A fair caveat: prompt caching is best-effort everywhere, and on disk-cached models the hit rate still softens over long idle gaps even with a single backend. Eliminating drift does not hand you an infinite cache. It removes the largest and most wasteful source of misses, the one you never agreed to and cannot see.
Closing
"Supports prompt caching" and "your cache is reachable" are different claims. A gateway that scatters one model across a rotating cast of upstreams can report cache support truthfully while delivering a 20% hit rate, a ~4x bill, and first-token latency that swings 4.5x. The number to watch is not whether caching is advertised. It is your measured hit rate and how many upstreams your identical requests touch. Run the probe and let the data settle it.
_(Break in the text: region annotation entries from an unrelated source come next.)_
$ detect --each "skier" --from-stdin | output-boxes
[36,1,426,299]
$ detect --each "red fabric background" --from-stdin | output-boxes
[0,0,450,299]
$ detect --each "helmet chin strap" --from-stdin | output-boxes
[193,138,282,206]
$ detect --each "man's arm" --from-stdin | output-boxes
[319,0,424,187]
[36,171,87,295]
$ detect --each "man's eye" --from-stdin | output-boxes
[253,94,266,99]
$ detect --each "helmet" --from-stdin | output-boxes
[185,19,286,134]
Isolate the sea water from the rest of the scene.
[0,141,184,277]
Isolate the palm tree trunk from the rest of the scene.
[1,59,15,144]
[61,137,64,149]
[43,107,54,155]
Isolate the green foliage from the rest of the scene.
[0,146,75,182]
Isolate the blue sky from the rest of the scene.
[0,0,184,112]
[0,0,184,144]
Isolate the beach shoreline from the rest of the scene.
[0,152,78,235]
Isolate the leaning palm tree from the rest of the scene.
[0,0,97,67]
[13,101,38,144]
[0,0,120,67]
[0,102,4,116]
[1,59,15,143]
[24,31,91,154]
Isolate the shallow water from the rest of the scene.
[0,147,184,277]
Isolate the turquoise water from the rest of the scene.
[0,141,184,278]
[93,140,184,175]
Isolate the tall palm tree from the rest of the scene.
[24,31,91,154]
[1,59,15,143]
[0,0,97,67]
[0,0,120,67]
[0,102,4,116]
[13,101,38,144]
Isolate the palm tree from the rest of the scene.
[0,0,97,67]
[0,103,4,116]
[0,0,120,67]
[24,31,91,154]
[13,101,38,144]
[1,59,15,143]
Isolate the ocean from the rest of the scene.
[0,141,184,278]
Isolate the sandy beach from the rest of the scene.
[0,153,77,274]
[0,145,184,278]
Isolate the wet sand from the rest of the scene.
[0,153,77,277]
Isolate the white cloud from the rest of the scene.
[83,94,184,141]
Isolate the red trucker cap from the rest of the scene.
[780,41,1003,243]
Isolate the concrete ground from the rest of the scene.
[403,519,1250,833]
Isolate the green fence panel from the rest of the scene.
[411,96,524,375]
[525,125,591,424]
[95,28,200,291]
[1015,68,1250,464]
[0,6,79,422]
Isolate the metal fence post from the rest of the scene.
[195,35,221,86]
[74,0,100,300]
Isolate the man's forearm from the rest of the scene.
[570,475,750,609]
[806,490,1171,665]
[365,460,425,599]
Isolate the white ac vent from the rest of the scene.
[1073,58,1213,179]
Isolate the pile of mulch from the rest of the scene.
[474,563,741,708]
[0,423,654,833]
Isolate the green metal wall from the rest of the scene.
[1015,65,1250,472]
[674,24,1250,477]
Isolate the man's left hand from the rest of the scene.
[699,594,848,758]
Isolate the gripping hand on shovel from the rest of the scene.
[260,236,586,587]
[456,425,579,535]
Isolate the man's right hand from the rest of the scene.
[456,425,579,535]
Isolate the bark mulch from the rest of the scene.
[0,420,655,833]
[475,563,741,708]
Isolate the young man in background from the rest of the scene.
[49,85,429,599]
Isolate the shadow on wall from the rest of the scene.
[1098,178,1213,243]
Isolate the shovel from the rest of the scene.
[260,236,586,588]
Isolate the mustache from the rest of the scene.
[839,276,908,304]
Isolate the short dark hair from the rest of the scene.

For the broader audit method see Does Your LLM Gateway Lie About Cache?; for why caches exist at all, see How KV Cache & TTL Work.
FAQ
Is this a misconfiguration on my side?
No. It happens on the factory defaults: auto routing with the provider sort left at "default (balanced)." Avoiding drift requires actively pinning an upstream, not the other way around.
Does pinning one upstream fix it?
It removes cross-provider drift, but a single upstream often runs multiple replicas without prefix affinity, so hits can still flip-flop. Measure after pinning rather than assuming.
Why did the GPT-class model not drift?
On this run the gateway happened to route it to a single upstream. Drift is per-model and depends on how many eligible upstreams the gateway balances across; it is not uniform.
Is the cost gap really ~4x?
On the per-call totals we measured, a miss was ~4x a hit; on raw input-token pricing for this model class the published hit-vs-miss gap is closer to 50x. Either way, turning expected hits into misses is the expensive part.
What single metric should I monitor?
Cache hit rate per model over time, alongside the count of distinct upstreams per model. If hit rate falls or upstream count rises, your effective token cost just went up.